Where you'll need to replace {PACKAGE_LIST} with the yaml-formatted list of packages you specifically want to include (to see the full list of packages spack has installed, simply run spack find). After creating/editing this file you'll have to run


spack module tcl refresh --delete-tree -y

for the changes to be reflected in the list of available modules. This will only show specific packages (and dependencies) you installed with spack and specified in the include section. This can be a little limiting if you're installing new packages frequently, so the {list of packages} and the "%gcc@12" can be removed for all of the spack packages and dependencies to be included on the module avail command.

Some sysadmin

The above approach doesn't persist after leaving the shell instance, so we put the following into /etc/profile:


flight env activate spack 
. $(spack location -i lmod)/lmod/lmod/init/bash
flight env deactivate

which leave the paths in place for any user to be able to call module commands (e.g. module avail) but not install new spack packages. You might be able to copy the output of $(spack location -i lmod) and hardcode it to avoid having to activate the flight environment.

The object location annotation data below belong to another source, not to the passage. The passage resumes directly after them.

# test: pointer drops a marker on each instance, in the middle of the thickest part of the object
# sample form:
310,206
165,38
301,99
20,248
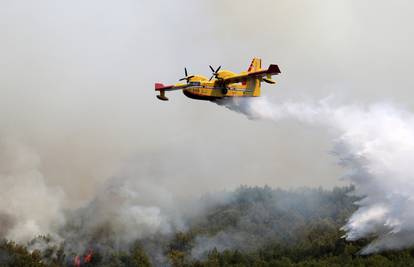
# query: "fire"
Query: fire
78,262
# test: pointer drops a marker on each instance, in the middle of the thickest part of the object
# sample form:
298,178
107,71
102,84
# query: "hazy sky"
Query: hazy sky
76,86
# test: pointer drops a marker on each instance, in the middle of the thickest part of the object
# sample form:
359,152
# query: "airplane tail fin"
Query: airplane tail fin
256,65
254,85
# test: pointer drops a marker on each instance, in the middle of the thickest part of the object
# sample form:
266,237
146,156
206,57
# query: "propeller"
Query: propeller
186,78
215,72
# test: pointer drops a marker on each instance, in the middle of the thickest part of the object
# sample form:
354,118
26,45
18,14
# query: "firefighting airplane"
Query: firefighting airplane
224,84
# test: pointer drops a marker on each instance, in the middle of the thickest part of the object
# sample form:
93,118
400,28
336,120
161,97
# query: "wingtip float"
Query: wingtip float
222,83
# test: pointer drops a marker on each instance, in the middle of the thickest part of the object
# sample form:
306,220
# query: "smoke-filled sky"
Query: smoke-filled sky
77,104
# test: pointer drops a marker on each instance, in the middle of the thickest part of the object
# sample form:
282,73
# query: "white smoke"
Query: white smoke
376,145
28,206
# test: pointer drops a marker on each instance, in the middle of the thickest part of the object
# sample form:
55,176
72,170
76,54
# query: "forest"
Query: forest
254,226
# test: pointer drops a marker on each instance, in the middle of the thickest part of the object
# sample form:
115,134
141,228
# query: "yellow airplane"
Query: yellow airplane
224,84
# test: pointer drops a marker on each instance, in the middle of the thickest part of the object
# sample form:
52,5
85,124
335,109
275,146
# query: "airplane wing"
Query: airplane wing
162,87
272,70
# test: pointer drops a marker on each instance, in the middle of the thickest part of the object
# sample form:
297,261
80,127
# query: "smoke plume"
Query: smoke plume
376,145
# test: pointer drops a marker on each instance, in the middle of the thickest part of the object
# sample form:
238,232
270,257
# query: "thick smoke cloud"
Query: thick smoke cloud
77,105
376,145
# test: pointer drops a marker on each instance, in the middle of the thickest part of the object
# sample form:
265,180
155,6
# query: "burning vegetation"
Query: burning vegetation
253,226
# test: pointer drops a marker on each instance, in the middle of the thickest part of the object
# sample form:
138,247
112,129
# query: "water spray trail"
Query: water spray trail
376,144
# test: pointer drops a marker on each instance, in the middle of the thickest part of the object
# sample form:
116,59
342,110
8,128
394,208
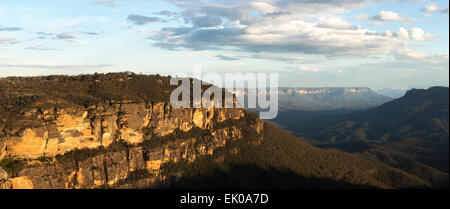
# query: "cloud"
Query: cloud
65,36
361,17
166,13
300,28
40,48
228,57
431,8
10,29
413,34
108,3
54,66
335,23
206,21
8,40
388,16
142,20
276,57
307,68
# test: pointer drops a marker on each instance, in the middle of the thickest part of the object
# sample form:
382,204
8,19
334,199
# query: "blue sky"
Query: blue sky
374,43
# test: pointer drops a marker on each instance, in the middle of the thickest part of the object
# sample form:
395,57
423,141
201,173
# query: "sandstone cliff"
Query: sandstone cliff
114,144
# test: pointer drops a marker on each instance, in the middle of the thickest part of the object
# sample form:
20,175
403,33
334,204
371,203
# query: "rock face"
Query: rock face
113,145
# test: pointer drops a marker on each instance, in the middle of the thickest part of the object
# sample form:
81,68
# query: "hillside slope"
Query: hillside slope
314,99
119,131
410,133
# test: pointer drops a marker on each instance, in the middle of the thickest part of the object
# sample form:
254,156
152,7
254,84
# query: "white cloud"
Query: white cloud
413,34
402,33
307,68
392,16
361,17
417,34
388,16
279,29
334,23
431,8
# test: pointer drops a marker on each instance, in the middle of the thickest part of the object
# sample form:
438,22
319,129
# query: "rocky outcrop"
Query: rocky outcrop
117,144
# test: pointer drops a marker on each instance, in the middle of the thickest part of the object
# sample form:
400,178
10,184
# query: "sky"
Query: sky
309,43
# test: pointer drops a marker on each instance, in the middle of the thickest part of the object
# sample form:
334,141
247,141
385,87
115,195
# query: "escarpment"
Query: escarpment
84,141
108,145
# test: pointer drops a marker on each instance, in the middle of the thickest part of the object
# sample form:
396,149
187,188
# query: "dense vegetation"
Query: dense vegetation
283,161
410,133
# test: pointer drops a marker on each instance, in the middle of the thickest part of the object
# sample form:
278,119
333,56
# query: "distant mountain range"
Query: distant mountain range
410,133
118,130
391,92
329,98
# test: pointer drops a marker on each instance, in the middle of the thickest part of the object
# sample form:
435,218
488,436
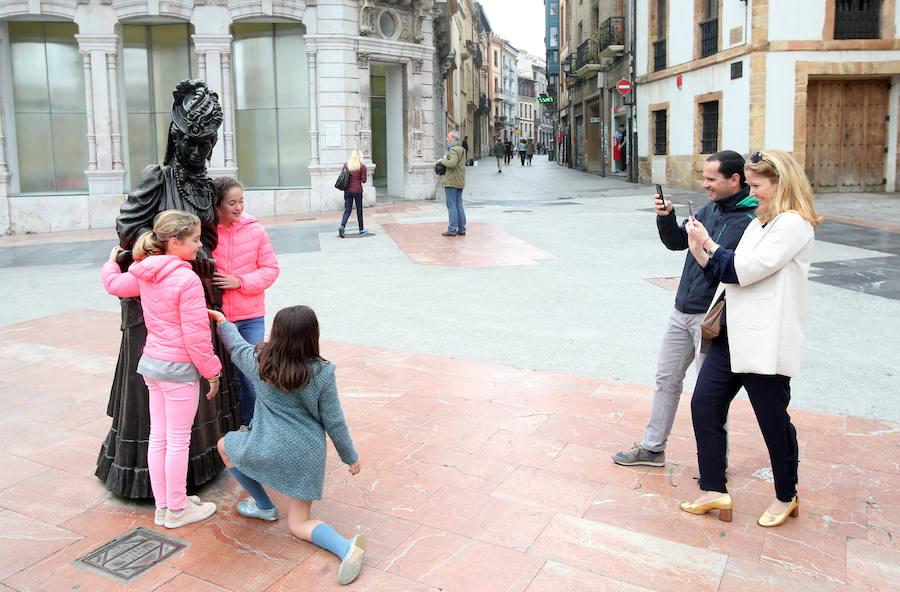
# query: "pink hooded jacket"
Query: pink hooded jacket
174,309
245,251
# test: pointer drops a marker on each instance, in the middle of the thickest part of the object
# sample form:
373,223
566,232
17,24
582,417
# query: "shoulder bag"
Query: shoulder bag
712,322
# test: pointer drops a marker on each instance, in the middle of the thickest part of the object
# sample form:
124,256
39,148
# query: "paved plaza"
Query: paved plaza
486,380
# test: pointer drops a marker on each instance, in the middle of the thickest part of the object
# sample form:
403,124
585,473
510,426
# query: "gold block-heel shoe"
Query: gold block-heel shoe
768,519
723,504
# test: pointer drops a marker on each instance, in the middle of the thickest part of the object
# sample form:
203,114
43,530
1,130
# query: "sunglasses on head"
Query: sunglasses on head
758,156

One final bit of sys-admin involved activating password authentication for sshd so that users could login with a password and then add their own ssh file, as per the course. This just involves uncommenting the line PasswordAuthentication yes in /etc/ssh/sshd_config, removing any overriding references to this option in /etc/ssh/sshd_config.d, and then restarting the sshd service with


sudo systemctl restart sshd

after which you should be able to log in to the login node with just a password.

OpenMPI Installation

The training material also requires the use of srun, mpirun, and mpiexec, for which some installation of MPI is required. We went for OpenMPI, and was required to install it with


spack install openmpi ~legacylaunchers schedulers=slurm

Where schedulers=slurm is telling it to compile with slurm compatibility and ~legacylaunchers is telling it not to delete the mpirun and mpiexec binaries. There are good reasons to delete them for a proper, production install, but for our training purposes having them is preferable.

Summary

At this point we should now have a working SLURM cluster on AWS which we can ssh into, submit jobs on with sbatch, and generally treat like a proper HPC environment. Feel free at this point to take it for a spin – we ran through the HPC introduction course but you may wish to try something a bit more involved.